The safe sex message is one that bears repeating. We should be constantly looking for new ways to get the message across so that it doesn't just go in one ear and out the other. This morning I read an interview with Pekka Pushka in New Scientist. This is the man responsible for reducing deaths from coronary heart disease by 80% in the North Karelia region of Finland. It involved the population of that region making massive lifestyle changes and Pekka kept pushing the issue. He kept up the momentum and he didn’t let it go. Eventually people did begin to make changes to the way they lived and the death rate dropped dramatically. You can adopt a similar approach when it comes to promoting safe sex. It always has to be on the agenda.
Obviously pushing safe sex isn’t going to be enough on its own to halt the spread of HIV. When it comes to sex, people often act in the heat of the moment - that’s why there are unexpected pregnancies and affairs and people getting blind drunk and waking up next to total strangers.

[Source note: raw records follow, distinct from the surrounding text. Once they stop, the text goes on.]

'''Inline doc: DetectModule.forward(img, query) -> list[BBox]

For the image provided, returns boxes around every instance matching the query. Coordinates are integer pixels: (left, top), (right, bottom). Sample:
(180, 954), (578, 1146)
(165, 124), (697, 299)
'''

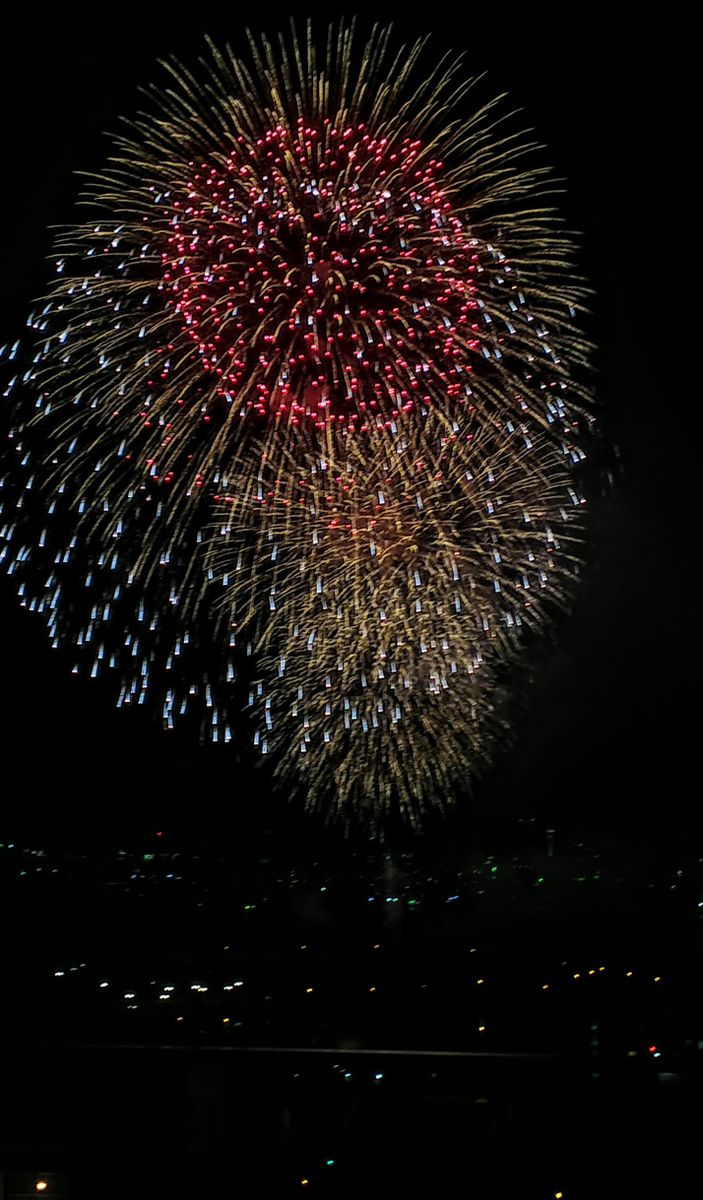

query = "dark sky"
(0, 7), (697, 847)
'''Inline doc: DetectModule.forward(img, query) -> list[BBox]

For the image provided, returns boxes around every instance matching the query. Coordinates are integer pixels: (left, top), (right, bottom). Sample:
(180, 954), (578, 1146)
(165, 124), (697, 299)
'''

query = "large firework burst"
(5, 23), (588, 823)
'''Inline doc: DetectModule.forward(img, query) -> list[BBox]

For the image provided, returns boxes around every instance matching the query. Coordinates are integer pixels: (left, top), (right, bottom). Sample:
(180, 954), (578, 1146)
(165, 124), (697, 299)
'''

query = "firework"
(4, 23), (588, 824)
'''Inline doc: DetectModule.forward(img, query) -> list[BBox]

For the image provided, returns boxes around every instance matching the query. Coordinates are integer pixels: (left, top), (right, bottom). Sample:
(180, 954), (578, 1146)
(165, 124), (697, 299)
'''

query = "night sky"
(0, 4), (696, 854)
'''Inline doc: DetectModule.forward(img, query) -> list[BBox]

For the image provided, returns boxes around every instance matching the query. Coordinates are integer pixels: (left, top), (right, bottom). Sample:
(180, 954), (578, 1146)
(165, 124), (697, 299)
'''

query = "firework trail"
(4, 23), (589, 826)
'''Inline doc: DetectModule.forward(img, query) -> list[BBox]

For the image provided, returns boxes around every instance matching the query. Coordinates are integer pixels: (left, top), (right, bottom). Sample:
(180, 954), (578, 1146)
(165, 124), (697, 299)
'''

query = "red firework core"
(161, 120), (495, 432)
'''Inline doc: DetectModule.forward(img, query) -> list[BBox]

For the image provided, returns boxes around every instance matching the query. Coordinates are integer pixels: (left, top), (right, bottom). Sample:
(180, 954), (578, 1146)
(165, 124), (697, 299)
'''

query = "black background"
(0, 4), (697, 854)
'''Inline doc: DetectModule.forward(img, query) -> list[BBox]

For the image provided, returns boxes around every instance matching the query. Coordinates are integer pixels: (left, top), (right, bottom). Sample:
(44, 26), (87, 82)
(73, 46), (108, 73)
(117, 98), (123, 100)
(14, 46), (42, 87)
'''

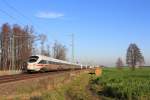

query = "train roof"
(30, 55), (79, 65)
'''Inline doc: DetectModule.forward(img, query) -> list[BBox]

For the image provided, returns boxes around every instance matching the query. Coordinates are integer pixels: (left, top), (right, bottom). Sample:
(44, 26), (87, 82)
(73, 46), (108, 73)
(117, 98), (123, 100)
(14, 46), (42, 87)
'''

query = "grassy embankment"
(90, 68), (150, 100)
(2, 73), (98, 100)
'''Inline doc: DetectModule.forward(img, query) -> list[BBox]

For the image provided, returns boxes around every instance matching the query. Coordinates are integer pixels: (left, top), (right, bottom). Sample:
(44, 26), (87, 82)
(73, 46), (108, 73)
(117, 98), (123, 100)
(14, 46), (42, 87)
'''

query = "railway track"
(0, 71), (66, 84)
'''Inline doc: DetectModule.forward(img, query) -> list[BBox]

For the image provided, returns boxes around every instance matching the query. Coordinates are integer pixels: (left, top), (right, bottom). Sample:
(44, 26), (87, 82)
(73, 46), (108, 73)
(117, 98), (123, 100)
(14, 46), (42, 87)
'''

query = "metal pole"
(72, 33), (74, 62)
(12, 34), (15, 70)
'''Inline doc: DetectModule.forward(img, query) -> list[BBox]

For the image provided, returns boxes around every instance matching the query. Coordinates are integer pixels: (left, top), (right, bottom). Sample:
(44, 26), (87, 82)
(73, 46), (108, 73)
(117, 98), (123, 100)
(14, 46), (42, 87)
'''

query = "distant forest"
(0, 23), (67, 70)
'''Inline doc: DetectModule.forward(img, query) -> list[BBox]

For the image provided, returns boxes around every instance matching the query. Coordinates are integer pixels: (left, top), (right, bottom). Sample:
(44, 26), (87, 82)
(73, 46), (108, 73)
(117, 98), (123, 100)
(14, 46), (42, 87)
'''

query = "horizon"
(0, 0), (150, 66)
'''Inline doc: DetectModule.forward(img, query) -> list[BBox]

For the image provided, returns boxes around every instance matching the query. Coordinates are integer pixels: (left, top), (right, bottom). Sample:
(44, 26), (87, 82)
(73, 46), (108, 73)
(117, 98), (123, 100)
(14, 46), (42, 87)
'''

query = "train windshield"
(29, 56), (39, 63)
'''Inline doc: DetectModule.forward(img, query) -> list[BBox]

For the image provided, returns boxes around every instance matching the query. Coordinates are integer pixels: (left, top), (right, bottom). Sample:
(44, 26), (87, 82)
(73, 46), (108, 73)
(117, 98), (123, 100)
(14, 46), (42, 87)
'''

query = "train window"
(29, 56), (39, 63)
(39, 60), (47, 64)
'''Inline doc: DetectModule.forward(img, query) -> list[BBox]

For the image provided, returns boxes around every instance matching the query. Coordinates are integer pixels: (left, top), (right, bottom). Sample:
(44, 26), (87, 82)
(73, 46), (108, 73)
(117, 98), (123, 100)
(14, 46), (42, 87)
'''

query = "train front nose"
(27, 63), (35, 71)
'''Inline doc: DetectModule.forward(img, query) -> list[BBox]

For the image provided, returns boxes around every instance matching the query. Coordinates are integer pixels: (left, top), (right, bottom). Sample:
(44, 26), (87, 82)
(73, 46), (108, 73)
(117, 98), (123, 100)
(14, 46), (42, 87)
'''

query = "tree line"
(0, 23), (67, 70)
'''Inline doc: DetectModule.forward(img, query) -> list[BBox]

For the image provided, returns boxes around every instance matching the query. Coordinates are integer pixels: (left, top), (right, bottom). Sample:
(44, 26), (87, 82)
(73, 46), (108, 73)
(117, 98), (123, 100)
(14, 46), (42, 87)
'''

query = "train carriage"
(27, 55), (82, 72)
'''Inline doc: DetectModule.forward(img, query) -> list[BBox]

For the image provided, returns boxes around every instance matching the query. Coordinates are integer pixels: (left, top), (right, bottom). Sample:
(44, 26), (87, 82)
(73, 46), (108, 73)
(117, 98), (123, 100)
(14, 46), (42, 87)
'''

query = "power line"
(3, 0), (32, 22)
(3, 0), (39, 32)
(0, 9), (21, 21)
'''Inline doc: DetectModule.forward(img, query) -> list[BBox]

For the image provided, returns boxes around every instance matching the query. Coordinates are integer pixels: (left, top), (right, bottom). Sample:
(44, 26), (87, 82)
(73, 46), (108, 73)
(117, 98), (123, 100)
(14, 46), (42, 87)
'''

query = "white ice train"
(27, 55), (86, 72)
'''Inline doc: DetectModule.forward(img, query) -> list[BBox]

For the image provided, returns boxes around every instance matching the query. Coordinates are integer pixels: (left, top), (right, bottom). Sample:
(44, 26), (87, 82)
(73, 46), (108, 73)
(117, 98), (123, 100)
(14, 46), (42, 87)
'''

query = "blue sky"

There are also forces working against it. If someone in the church questions the efficacy of contraception or makes unfounded claims that the HIV virus is capable of passing through microscopic pores in condoms then there are people in Africa, where religion is still practised very deeply, who will believe it. These kind of off-hand statements which seldom have any grounding in hard science serve to undermine safe sex programmes often in very vulnerable areas.
On the satirical show Brass Eye there was a spoof audience debate in which Chris Morris distinguished between those who had "Good AIDS" (haemophiliacs, blood transplant patients) and those who had "Bad AIDS" (homosexuals, drug users). It was a very insightful piece of comedy picking up on a strain of public opinion that there are some people living with AIDS or HIV who deserve no pity and should be treated like pariahs.
You can sit and moralise about AIDS all you want. While you are doing that HIV is mutating into more virulent and more resistant forms and chemists such as Eddy Arnold, who deal with practicalities, are looking for workable methods of fighting the disease. They need more money and more support and they should be regarded as heroes.
When it comes to tackling AIDS, there needs to a coordinated global effort similar to the way that we fought to eradicate Polio and Small Pox, or the way in which we are currently attempting to contain a potential bird flu pandemic.
Last edited by backwards7; 2005-02-13 3:40 PM.